# Uber Now Covers All Three Phases...In Georgia



## JimS (Aug 18, 2015)

Just got a GA Addendum to our insurance coverage. We are now covered any time the app is on!

Woo hoo!



> *P2P SERVICES ONLY
> 
> CITY ADDENDUM
> 
> ...


----------



## RichR (Feb 12, 2016)

JimS said:


> Just got a GA Addendum to our insurance coverage. We are now covered any time the app is on!
> 
> Woo hoo!


Just for clarification: You said "any time the app is on"... Does "*While logged onto the Uber application provided by Company but prior to being matched with a User*" mean it's enough to have the app running? Or, must you be *Online* (able to receive a ride request, aka ping)?

On a related note, here in Iowa, there is a bill in the legislature which would require a TNC to make good on a driver's existing collision and comprehensive coverage if the driver's insurer denies his claim because he was driving for hire at the time of the incident. Uber has threatened to suspend operations statewide if the bill passes.


----------



## JimS (Aug 18, 2015)

I'm sure it's when you are online. Implied by "prior to being matched" but certainly up for legal interpretation if something were to happen.

For a bazillion dollar company, they must be using LegalZoom or some sort of law-share app rather than real attorneys.


----------



## mjk1210 (Apr 12, 2016)

hoping that they get that period 1 coverage turned on everywhere. It is shameful that they require a personal insurance policy to be uploaded and valid before letting you drive when your personal policy will do you absolutely no good while using their app in any way. At the very least they should have disclaimers warning their drivers (especially new ones) about the potential risk factors.
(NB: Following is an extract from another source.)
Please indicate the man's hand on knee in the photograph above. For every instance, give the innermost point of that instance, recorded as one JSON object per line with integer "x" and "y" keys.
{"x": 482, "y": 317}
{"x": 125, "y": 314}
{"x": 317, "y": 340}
I signed up last month and only did one very short ride but did ALOT of research to find out the TRUTH about what I am risking. 

Found Geico's commercial coverage and it is hardly more money than my old personal policy with progressive but covers me in in accident while on Uber.


----------



## RichR (Feb 12, 2016)

mjk1210 said:


> It is shameful that they require a personal insurance policy to be uploaded and valid before letting you drive


I hear you but, I'm sure Uber just wants some proof that (1) some insurer recently deemed me an acceptable risk, and (2) I have (or at least had) the liability insurance required by law in my state.


mjk1210 said:


> At the very least they should have disclaimers warning their drivers (especially new ones) about the potential risk factors.


Maybe they should. But that would scare away potential drivers. (Couldn't have that, could we, Uber?!)

Apparently, Uber is content to let us be responsible adults and find out on our own, rather than hold our hands.


----------



## mjk1210 (Apr 12, 2016)

I considered that first point and agree. We need to prove we are insurable but they allow an assumption to be made there. 

I don't think of it as holding our hands. I see and hear Uber saying that they care about their riders and drivers but actions speak louder than words. 

I have spoken to a few Uber drivers who had no idea that they weren't really covered by their own insurance. They actually didn't think about it. I tend to follow the "if it's too good to be true..." philosophy and did a little more digging to get to the truth.


----------